MUMBAI - Indian buyers have resumed purchases of refined palm oil after a gap of a year as New Delhi removed restrictions on the imports and reduced import taxes last week, four industry officials told Reuters.

The renewed purchases come as India, the world's biggest buyer of palm oil, is trying to augment supplies to calm near-record local edible oil prices.

The purchases could help Indonesian and Malaysian refiners build market share in India and support benchmark Malaysian palm oil prices.

Indian buyers have contracted up to 70,000 tonnes of refined bleached deodorized (RBD) palm oil, mostly from Indonesia, to be shipped in July and August, traders and brokers told Reuters.

India on Wednesday allowed imports of refined palm oil for six months and cut the import tax on refined palm oil to 41.25% from 49.5% for three months to bring down local edible oil prices. 

"Suppliers are raising RBD palm oil prices seeing Indian demand.

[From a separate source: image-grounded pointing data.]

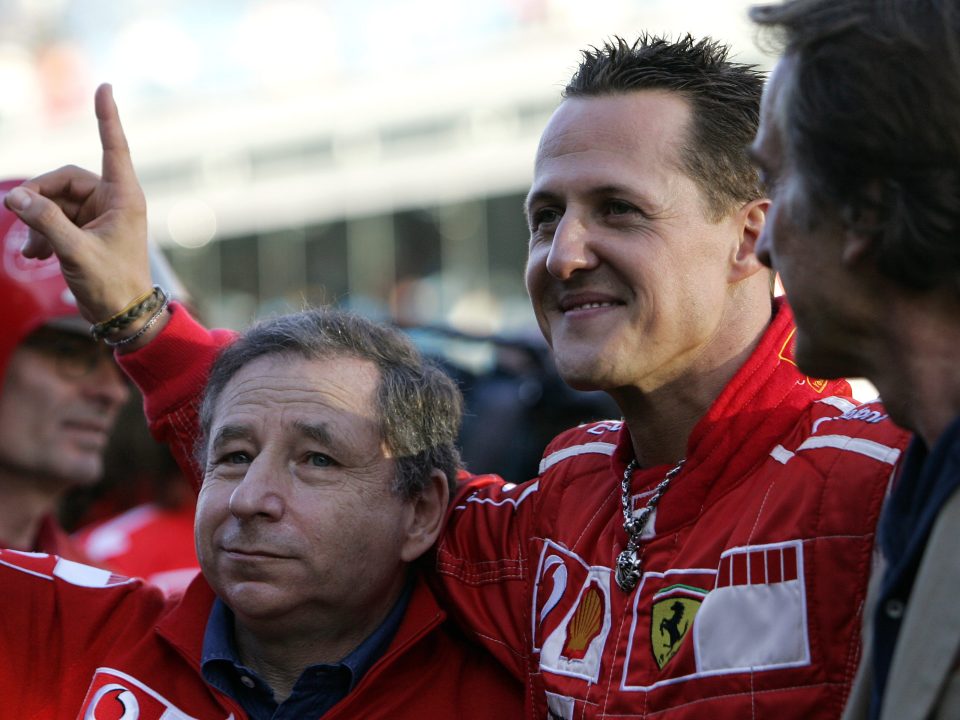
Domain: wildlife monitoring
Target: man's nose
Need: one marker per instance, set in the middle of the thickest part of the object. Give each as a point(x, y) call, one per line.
point(107, 382)
point(572, 247)
point(259, 494)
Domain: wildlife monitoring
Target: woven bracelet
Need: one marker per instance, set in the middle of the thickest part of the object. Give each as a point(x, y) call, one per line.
point(146, 326)
point(135, 310)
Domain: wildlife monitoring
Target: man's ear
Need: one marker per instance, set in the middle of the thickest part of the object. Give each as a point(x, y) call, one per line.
point(425, 516)
point(750, 220)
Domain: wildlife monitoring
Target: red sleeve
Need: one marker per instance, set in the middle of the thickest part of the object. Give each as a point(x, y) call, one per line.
point(481, 566)
point(59, 620)
point(171, 372)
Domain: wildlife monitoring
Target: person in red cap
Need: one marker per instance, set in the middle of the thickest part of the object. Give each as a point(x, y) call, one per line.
point(60, 396)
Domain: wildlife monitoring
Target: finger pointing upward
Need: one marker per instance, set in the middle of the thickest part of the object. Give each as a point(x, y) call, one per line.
point(117, 165)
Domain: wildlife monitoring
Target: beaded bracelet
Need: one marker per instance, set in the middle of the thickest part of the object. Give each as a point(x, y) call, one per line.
point(136, 309)
point(146, 326)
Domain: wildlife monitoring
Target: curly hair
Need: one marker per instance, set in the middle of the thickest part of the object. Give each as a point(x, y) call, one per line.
point(419, 406)
point(869, 121)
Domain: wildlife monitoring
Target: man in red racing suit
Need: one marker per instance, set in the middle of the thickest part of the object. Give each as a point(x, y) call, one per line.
point(739, 495)
point(755, 562)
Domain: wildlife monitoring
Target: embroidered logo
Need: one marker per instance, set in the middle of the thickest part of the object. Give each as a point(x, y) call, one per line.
point(571, 613)
point(115, 695)
point(671, 617)
point(786, 353)
point(585, 624)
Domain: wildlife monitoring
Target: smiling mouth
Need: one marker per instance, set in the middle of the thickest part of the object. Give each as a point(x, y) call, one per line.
point(589, 306)
point(253, 555)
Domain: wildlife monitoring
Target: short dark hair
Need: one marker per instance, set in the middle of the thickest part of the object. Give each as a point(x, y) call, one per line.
point(870, 122)
point(418, 405)
point(724, 102)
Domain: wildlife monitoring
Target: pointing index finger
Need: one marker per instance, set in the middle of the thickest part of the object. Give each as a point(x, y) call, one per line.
point(117, 165)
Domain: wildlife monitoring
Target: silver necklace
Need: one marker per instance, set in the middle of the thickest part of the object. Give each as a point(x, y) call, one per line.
point(629, 567)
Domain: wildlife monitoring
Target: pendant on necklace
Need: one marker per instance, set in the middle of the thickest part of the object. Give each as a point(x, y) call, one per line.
point(629, 567)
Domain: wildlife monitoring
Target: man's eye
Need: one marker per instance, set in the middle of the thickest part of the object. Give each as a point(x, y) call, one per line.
point(544, 216)
point(619, 207)
point(235, 458)
point(320, 460)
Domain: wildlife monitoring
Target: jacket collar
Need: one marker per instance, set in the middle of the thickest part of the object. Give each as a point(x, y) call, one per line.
point(753, 412)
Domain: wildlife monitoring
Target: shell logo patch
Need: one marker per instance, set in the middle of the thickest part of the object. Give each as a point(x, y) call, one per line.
point(571, 613)
point(586, 623)
point(671, 618)
point(115, 695)
point(786, 354)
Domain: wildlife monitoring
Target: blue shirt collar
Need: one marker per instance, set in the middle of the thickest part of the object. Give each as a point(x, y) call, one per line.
point(319, 687)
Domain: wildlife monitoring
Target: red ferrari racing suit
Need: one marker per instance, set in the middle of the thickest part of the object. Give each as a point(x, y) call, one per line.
point(755, 563)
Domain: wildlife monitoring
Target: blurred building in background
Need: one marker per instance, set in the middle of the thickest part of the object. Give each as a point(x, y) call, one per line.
point(373, 153)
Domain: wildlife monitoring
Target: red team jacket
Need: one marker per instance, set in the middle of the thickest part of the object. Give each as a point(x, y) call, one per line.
point(79, 642)
point(756, 562)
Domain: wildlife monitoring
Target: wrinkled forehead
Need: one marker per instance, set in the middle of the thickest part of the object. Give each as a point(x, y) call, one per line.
point(290, 382)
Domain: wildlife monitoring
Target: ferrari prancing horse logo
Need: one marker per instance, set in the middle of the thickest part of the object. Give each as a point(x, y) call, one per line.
point(671, 617)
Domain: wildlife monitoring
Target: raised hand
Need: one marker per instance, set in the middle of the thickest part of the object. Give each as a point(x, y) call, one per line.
point(97, 226)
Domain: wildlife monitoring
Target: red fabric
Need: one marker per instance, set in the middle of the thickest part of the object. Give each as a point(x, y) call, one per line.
point(171, 371)
point(773, 478)
point(755, 572)
point(54, 540)
point(147, 542)
point(69, 647)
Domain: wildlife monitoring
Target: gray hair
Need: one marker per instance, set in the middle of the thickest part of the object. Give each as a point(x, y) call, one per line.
point(869, 120)
point(418, 405)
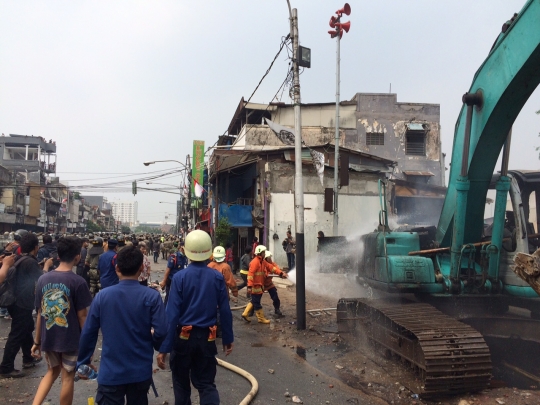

They have raised prices by more than $30 per tonne in a week," Sandeep Bajoria, chief executive of vegetable oil broker Sunvin Group said.

Indian buyers started contracting RBD palm oil at around $1,015 last week but are now paying around $1,050 per tonne, a Mumbai-based vegetable oil dealer said.

"Importing refined palm oil is cheaper than importing and processing crude palm oil," he said.

India, which imports palm oil mainly from Indonesia and Malaysia, could buy 150,000 tonnes of refined palm oil a month, Bajoria said.

Indonesian RBD palm oil is now available at a $5 per tonne discount to crude palm oil, compared to a discount of nearly $35 a week ago, said a Mumbai-based dealer with a global trading firm.

"The sudden surge in demand is allowing refiners to raise prices. Supplies are limited for July shipments," he said.